Goldstein points out that, at a high level, New York City's direct contribution to the war effort was really just two things: Brooklyn's Naval Yard and the City's transportation hub itself. The Pacific Theater had its West Coast equivalents, but New York served as a critical builder of ships and shipper of men to defeat the Nazis (some Brooklyn-built ships did head to the Pacific, too).

Through a series of stories, the Naval Yard comes alive as we see dignitaries like the first lady christening carriers and young women all but forcing their way into the Yard in traditional male jobs as men left to fight while demand for ships and shipyard workers increased.

Perhaps no story captured more of the regular New Yorker's experience in war than that of two Naval Yard welders - one, a pioneering woman, the other, a young man who left to fight - who had worked side by side welding in the Yard, married and, then, exchanged letters when he was overseas until she received a telegram informing her that he was killed in action. He had entrusted a letter for her, in case of his death, with a commanding officer, which she received a few weeks after the telegram. In it he wrote, in part, "Having died I at least tasted the full measure of happiness" and "I had no remorse for having died for a worthy cause."

Away from the Naval Yard in Brooklyn, Manhattan, with its two behemoth train stations and deep ports, saw men from all over the country - often, fresh out of basic training - alight and spend a few days or weeks until they were shipped out. Also, many on leave or still convalescing but mobile had stayovers in the City throughout the war years.

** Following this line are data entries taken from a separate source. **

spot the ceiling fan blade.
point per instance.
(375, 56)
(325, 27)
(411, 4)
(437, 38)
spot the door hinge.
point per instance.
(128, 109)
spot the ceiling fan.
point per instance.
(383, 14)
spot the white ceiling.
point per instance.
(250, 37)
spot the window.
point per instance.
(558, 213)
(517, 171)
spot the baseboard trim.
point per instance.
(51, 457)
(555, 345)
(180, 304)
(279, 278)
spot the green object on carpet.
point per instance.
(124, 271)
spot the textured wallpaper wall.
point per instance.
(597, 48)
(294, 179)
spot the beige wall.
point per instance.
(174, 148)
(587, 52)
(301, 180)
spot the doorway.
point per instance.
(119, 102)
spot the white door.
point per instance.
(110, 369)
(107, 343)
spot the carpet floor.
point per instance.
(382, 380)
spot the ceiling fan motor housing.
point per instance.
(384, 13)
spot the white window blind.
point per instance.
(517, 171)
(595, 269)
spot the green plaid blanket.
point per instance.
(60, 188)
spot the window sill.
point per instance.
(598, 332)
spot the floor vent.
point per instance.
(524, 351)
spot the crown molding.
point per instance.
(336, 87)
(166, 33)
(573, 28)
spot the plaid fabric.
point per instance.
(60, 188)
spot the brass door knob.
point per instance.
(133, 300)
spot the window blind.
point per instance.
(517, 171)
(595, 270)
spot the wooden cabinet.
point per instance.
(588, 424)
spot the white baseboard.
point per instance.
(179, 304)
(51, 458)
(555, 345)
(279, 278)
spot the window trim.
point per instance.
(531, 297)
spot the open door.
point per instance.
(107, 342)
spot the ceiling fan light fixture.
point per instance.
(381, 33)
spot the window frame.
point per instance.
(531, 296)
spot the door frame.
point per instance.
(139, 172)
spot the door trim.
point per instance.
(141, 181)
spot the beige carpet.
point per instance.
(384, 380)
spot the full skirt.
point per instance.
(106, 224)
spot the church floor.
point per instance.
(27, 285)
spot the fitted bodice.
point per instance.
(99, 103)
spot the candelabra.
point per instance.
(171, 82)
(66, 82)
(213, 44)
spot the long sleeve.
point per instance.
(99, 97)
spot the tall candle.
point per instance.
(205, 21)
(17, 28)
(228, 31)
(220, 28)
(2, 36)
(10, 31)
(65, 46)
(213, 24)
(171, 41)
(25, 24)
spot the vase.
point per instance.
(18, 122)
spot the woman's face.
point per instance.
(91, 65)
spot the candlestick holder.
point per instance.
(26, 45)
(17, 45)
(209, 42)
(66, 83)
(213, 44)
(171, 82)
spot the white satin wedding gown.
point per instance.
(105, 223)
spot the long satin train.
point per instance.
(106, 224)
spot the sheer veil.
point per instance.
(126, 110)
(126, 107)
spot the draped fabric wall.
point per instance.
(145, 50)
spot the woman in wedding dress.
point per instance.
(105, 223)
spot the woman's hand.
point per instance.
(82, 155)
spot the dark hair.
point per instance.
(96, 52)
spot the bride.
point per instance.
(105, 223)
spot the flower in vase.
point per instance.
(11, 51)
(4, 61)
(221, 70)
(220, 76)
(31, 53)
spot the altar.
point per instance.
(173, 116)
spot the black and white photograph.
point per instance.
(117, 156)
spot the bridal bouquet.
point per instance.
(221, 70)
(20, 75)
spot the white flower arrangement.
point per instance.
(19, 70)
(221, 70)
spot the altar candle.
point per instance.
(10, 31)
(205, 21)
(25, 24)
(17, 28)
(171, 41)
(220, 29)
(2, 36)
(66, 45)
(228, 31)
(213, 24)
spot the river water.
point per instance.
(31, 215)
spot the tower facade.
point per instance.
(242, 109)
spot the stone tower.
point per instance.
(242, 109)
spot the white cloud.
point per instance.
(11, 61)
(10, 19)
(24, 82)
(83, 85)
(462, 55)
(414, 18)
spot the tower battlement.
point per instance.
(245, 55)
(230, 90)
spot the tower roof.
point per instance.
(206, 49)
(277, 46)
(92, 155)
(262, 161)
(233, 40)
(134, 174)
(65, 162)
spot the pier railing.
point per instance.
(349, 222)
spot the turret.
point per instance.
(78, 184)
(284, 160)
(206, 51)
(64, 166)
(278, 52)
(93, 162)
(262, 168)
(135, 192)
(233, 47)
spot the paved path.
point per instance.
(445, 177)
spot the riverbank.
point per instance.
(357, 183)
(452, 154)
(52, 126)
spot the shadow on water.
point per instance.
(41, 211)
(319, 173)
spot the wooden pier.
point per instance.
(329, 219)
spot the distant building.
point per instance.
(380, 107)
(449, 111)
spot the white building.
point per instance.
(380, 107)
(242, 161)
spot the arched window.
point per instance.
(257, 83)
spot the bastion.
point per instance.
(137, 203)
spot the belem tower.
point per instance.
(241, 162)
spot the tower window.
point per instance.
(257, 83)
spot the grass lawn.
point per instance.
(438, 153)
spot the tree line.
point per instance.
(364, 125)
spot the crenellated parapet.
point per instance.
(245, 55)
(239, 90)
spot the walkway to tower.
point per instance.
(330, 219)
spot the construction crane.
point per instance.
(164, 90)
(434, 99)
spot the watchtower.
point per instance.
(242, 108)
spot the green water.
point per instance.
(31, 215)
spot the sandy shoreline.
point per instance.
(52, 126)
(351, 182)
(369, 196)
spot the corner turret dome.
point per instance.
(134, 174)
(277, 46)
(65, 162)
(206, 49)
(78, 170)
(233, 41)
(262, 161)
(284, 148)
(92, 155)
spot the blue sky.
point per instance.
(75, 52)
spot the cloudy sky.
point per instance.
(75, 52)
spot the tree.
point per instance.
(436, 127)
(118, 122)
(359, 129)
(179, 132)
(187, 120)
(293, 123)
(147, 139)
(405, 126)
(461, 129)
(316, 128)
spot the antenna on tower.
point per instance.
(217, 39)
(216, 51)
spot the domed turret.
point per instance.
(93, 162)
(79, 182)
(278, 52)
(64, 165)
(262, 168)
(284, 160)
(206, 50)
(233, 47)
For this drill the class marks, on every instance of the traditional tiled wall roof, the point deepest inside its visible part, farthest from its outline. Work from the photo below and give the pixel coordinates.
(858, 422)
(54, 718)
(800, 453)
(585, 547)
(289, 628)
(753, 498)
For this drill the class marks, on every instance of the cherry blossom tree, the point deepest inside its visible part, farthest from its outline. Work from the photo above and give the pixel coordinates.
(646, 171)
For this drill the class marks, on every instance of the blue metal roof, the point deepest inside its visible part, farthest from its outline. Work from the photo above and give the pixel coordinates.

Here, Goldstein shows us the bars, nightclubs (famous ones the world over like The Stork Club or 21), movie houses, theaters, restaurants and other attractions all but overwhelmed with young men with money and, often, an exaggerated "I just want to have fun" attitude.

The famous Stage Door Canteen - set up mainly by volunteer actors and stagehands to entertain servicemen gratis - makes an appearance where stars and famous local dignitaries apparently really did, not only cook and put on shows, but also took out the trash and held the hands of many young boys facing war for the first time.

But as noted, Goldstein also shows the ugly, like the race riots in Harlem, sparked by a black women and GI's fight with a white police officer (the story, as always, has its confusion), but building over decades of indignities, slights, economic hardship and, sometimes, brutality. Antisemitism, too, rears its ugly head with attacks by Irish mobs on Jewish synagogues and young Jewish girls. Perhaps racism's sins were included owing to modern political proclivities, as most of New York's other WWII-era sins - political corruption, prostitution, black markets and organized crime - get passed over or, as noted, given a soft touch

Also making appearances are the German spies who were caught on a New York City beach after being dropped off by a U-Boat, the spectacular fire of the Normandie (seemingly sparked by an innocent workman's error, but the rumor mill of intrigue ignored that), New York's inconsistent and restrained approach to blackouts and Mayor LaGuardia both doing good and, sometimes, letting his ego get the best of him - like New York City itself.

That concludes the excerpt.